Wednesday, July 8, 2009

The Simple Dollar

I was compelled to leave the following comment on a blog called "the simple dollar." I used to listen to the Dave Ramsey show pretty regularly until it was taken of the air on our local AM station. I found the callers' stories interesting and his philosophy refreshing. It helped me to remember not to spend more than I can afford and try to save, pay down any debt, and plan for a better tomorrow. The one issue that the "simple dollar" brought up was about credit cards versus cash. I added my two sense, and here they are:

"Dave’s philosophy on cash only makes perfect sense. It’s the psychology of parting with cash versus swiping a credit card. I think it’s probably even easier to spend money with a debit card than to actually, physically hand over cash.

The one area that I don’t think Dave gives enough attention to is people who already curbed their spending habits and want to take advantage of rewards that credit cards give. My american express card gives me 5% cash back on gas, groceries and some other items (which make up most of my budget) and 1% on everything else. In September, I’ll be getting something like $300 cash back for buying things that I already would have bought. The question is whether I would have spent $300 less on gas and groceries if I’d been paying with cash. Good question, but I don’t think Dave just dismisses it out of hand because he’s so convinced that credit cards are evil, which is pretty accurate.

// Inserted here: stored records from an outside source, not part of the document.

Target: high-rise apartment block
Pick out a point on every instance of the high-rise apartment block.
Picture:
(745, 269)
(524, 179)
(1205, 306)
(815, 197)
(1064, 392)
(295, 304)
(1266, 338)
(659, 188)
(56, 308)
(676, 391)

The one other argument I heard him make to a caller on his show was that all it takes is one late payment and/or having to pay the crazy interest because you can’t pay the balance at some point, and all those “rewards” are wiped out.

I’m curious what others think about this. Is it better to just avoid the whole credit card realm and stick to cash, or take advantage of the rewards they offer?"

Here's the actual website:


Joel Kelderman said...

Several studies have been done and any retailer will tell you that people that use credit cards spend 25-30% more than people who don't. In fact, just today Tesco, a huge retailer in Europe, said that people who use their credit card spend 30% more per trip into their stores. When McDonalds started accepting credit cards their average sale went from 4.50 to 7.00. If you are disciplined, credit card rewards are nice, but clearly the majority of Americans are not.

Investing Author said...

Joel. Thanks for the insights. Does this mean you don't use a credit card?